Я слушал и смотрел на все происходящее, ничего не понимая, одно было мне ясно, ко мне здесь все испытывают неприязнь, и, когда человек в бриджах ухватил меня под левую руку, я и впрямь испугался, а когда переводчик в своей неуверенно-зеркальной манере повторил его движение и подхватил меня под правый локоть, мне стало дурно.

 С паном Херцогом вы уже познакомились,  сказали они, что послужило сигналом для дуболомов взашей прогнать парня; меня же повели по всей камере и стали знакомить с остальными ее обитателями.

До этого дня мне не приходилось бывать в обществе, где людей друг другу представляют, но о церемонии я, конечно же, понятие имел, получив его из источника, который единственно готовит нашего брата к «светской жизни», а именно из кинокартин, оттого-то я быстро сориентировался, несмотря на отступление от образцов, в обстановке салона; мы останавливались перед группами, в разговоры которых на мгновение-другое вступали, мы встречались со слоняющимися по камере, которые ради нового знакомства на минуту-другую останавливались, кому-то представляли меня, окликнув его, а кто-то для моих провожатых, а тем самым и для меня, видимо, вообще не существовал.

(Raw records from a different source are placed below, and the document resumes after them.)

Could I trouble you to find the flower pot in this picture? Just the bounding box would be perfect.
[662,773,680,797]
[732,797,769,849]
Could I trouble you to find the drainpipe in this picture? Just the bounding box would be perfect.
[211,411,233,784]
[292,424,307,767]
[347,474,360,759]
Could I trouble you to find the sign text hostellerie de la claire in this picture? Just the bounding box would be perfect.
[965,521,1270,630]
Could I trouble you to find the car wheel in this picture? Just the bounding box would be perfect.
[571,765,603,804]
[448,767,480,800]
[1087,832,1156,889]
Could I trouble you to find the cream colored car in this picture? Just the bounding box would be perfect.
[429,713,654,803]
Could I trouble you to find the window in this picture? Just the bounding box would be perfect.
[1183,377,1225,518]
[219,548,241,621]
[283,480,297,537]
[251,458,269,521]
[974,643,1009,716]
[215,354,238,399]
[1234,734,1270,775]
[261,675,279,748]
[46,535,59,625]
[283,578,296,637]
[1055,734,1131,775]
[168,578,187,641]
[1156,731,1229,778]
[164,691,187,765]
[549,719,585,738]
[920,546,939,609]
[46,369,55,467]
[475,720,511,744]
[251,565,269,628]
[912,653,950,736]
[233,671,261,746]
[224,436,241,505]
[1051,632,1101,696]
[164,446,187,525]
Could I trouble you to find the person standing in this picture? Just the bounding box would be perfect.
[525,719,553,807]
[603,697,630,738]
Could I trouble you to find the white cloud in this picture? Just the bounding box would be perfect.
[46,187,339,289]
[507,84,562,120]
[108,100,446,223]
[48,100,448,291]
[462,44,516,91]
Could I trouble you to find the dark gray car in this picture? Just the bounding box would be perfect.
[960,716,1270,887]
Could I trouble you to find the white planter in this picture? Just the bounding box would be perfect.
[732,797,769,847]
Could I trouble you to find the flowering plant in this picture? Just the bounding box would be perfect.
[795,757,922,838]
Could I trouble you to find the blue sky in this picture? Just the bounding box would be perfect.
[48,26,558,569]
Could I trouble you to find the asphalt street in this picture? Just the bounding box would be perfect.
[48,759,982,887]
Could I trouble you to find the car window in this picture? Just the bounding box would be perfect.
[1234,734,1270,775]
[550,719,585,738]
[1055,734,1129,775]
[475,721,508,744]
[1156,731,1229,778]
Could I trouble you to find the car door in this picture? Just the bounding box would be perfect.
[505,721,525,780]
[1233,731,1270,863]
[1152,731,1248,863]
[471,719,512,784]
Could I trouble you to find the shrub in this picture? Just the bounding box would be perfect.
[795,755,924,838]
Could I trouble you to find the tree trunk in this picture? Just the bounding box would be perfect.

Разумеется, отступления были значительными: хоть кое-кто и курил, но никто не держал в руках рюмок, и не было женщин, присутствие которых превращает сборище в общество. А главное, не называлось никаких имен. Назывались клички. Поначалу я был Пятнистый, затем шеф в бриджах стал называть меня Сыпнопятнистый, Сыпнотифозный, а под конец и вовсе пан Тиф.

Можно себе представить, что подобное прозвище не сделало меня желаннее в камере. Не помню уж, какое выражение было на лицах тех, к кому обращался шеф, но речь, с которой он обратился ко мне, помню очень хорошо:

 Кое-какой опыт позволяет мне предположить, что обстановка, подобная этой, для вас не слишком привычна, иначе говоря, тюремная обстановка. У нас ни о чем не спрашивают, поэтому я не спрашиваю даже вас, как вы у нас очутились. Я хочу сказать, у нас, в этих стенах. Весьма, однако, странно, что именно мне поручено проследить, чтобы вас не обидели, ибо такие, как я, недолюбливают таких, как вы. Год назад, да, год назад такие, как вы, вешали таких, как я.

 Год назад  начал я, но получил такой удар в спину, что конец фразы вылетел у меня из головы.

 Не рассказывайте мне ничего,  сказал шеф,  здесь не время для этого, и я не прокурор. Когда попадете к прокурору, там попытайтесь ему рассказать, где вы хотели бы находиться и действовать год назад. Вот этот господин  взгляните на него внимательно, он выделялся тучностью, когда другие заняли нашу начисто обглоданную страну,  очень давно пытается найти взаимопонимание с прокурором; уж он-то вам разъяснит, будете ли вы иметь успех у прокурора со своим прошлогодним календарем. Его сосед  человек совсем иного толка: он засыпает прокурора информацией и, среди прочего, верной, но чтобы выискать ее из всей кучи, требуется время, а раз процесса еще не было, значит, нет и приговора и, значит, есть надежда. Но если хотите познакомиться с настоящим уголовником, так вот он перед вами; «зеленый», только без зеленого треугольника, как это было заведено у вас в тюрьмах, но не считайте его обладателем златых гор. Карманный вор, как и отец его и мать, испытавший трудности перехода на новые методы: продолжал работать по специальности, когда ни у кого в карманах ничего не осталось. А в пустом кармане чужая рука, понятно, заметнее. Так что он уже не новичок в этих стенах. Странно, но, кажется, и он вас недолюбливает, видимо, все-таки виной тому пятна на вашем костюме.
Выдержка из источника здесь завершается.